For the first time since the end of March, the number of new cases per capita in Europe exceeds the number in the US:

“The virus is everywhere in France,” French President Emmanuel Macron said yesterday while imposing a night curfew in major cities.

The onset of cooler weather, which is driving more people indoors, seems to play a huge role. And many people seem tired of the pandemic restrictions, and leaders – both in Europe and the US – have lifted the restrictions ahead of time.

At the end of June, as Mark Landler of The Times writes in Europe, the Prague residents held a dinner party over Charles Bridge to celebrate what they – mistakenly – called the end of the eruption. Italy and Spain welcomed summer tourists.

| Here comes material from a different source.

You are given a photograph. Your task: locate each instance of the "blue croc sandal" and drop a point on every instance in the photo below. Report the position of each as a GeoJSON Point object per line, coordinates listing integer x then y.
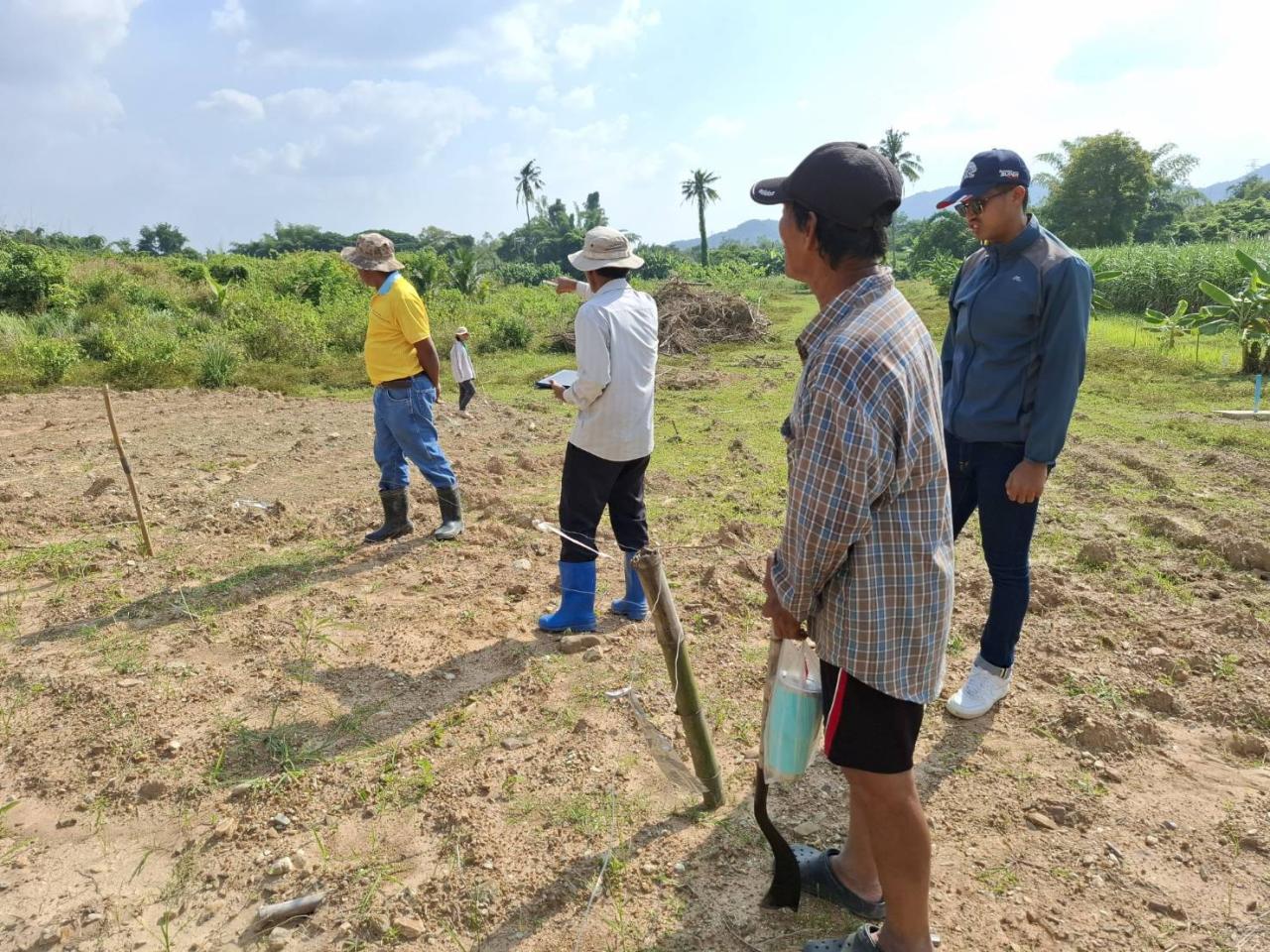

But the pandemic hasn’t gone away. As treatments get better, many people are still dying – including nearly 6,000 in India last week, 5,000 in the US, 1,700 in Iran, 850 in Spain, and about 600 in the UK and France. A widespread vaccine is still months away, even if current research studies are going well.

With all of this bad news, it should be noted that some countries continue to successfully fight the virus. The per capita rate of new cases in Canada is less than half that of the US. In Australia and much of Africa and Asia the rate remains close to zero.

In many places where the number of cases is rising, political leaders are reluctant to impose new bans because the public is fed up with them. But that creates something like a catch-22: the most reliable way to reverse major outbreaks of this virus has been through rigorous raids.

In the USA: The virus is spreading in every region, with the highest case numbers in the South and Midwest as you can see in these charts.

  • Judge Amy Coney Barrett signaled that an upcoming Supreme Court case on the Affordable Care Act may not threaten the entire law. Barrett said that a doctrine of law known as “severability” (it’s the legal equivalent of a game of jenga: if you pull out a plank will the entire tower topple over?) The court could have pieces of the law knocked down without everything invalidate it.

  • Barrett declined to answer several questions related to Trump, including whether a president has the right to apologize to himself. Legal experts are divided on this issue.

  • Yesterday was Barrett’s last scheduled Senator interrogation day. She is on her way to confirm a vote near the party line.

other great stories

  • Houthi fighters in Yemen released two American hostages after the US reached a deal to return dozens of Houthi fighters in Oman.

  • Half of the corals that make up Australia’s Great Barrier Reef have died since 1995. Researchers said the decline would continue unless drastic measures were taken to address climate change.

  • One morning read: “Like many men, I grew a mustache in those months of isolation in search of novelty and pleasure,” writes Wesley Morris. In an essay he examines how a lark led to a better understanding of its blackness.

  • Lived life: In 1985 Herbert Kretzmer, up to then a lyricist and songwriter, was asked to reinterpret the obscure French musical “Les Misérables”. He wrote the English lyrics and turned them into one of the most successful and longest running theater productions. Kretzmer was 95 years old.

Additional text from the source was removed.